A financial agreement does not have to be lodged at Court, and does not require the approval of a Judge or other Court officer, in order to be binding. As such, following relationship breakdown, it can be a quicker and more cost-effective tool for formalising an agreement between a separated couple. There can be no doubt as to the binding nature of such an agreement: in the case of property division, the Family Law Act 1975 makes it clear that a Court cannot make Orders in relation to property or other financial matters that are the subject of a binding financial agreement. Also, where BFA’s are used to implement a property division, following relationship breakdown, they attract the same relief from Capital Gains Tax and stamp duty as Court Orders.

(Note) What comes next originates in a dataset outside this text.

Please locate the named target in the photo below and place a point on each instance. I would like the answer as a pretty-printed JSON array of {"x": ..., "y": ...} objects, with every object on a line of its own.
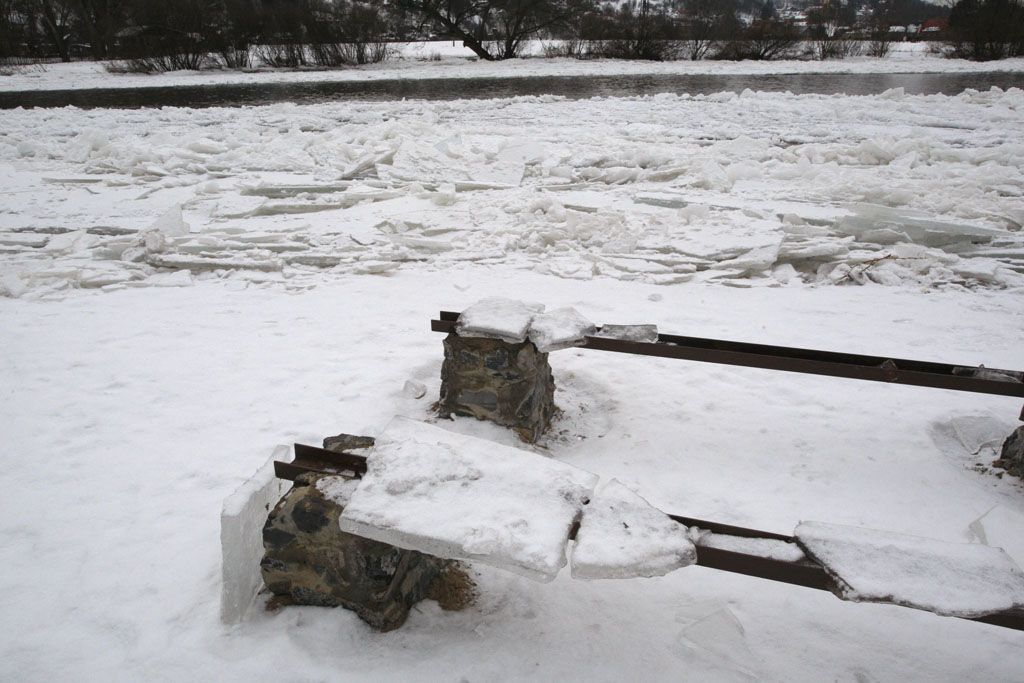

Because a BFA may have the effect of excluding the Court’s intervention, there is one important safeguard. Before such an agreement will become binding, both parties to the agreement must obtain advice from an Australian–based lawyer, to the effect that he or she has explained the advantages and disadvantages of the agreement to their client.
There have been multiple changes to the applicable legislation, since BFA’s became available to married couples at the end of 2000. There have also been many reported cases, especially concerning pre-nuptial BFA’s, where one party to a BFA has entered into the agreement in the first flush of love, but upon marriage breakdown live to regret their decision to enter into a BFA and who possibly have discovered that they were not told everything about their partner’s financial position, prior to signing the BFA. All of this demonstrates the need for vigilance for someone who is asked by their partner to enter into a BFA, even when the relationship appears to be on solid ground.
One particular advantage of a binding financial agreement is that, following relationship breakdown, it can be used by a couple as a means of ensuring that neither party will not apply for periodic support (or “spouse maintenance”) in the future. A Court, by contrast, cannot make an order that prevents parties from seeking spouse maintenance.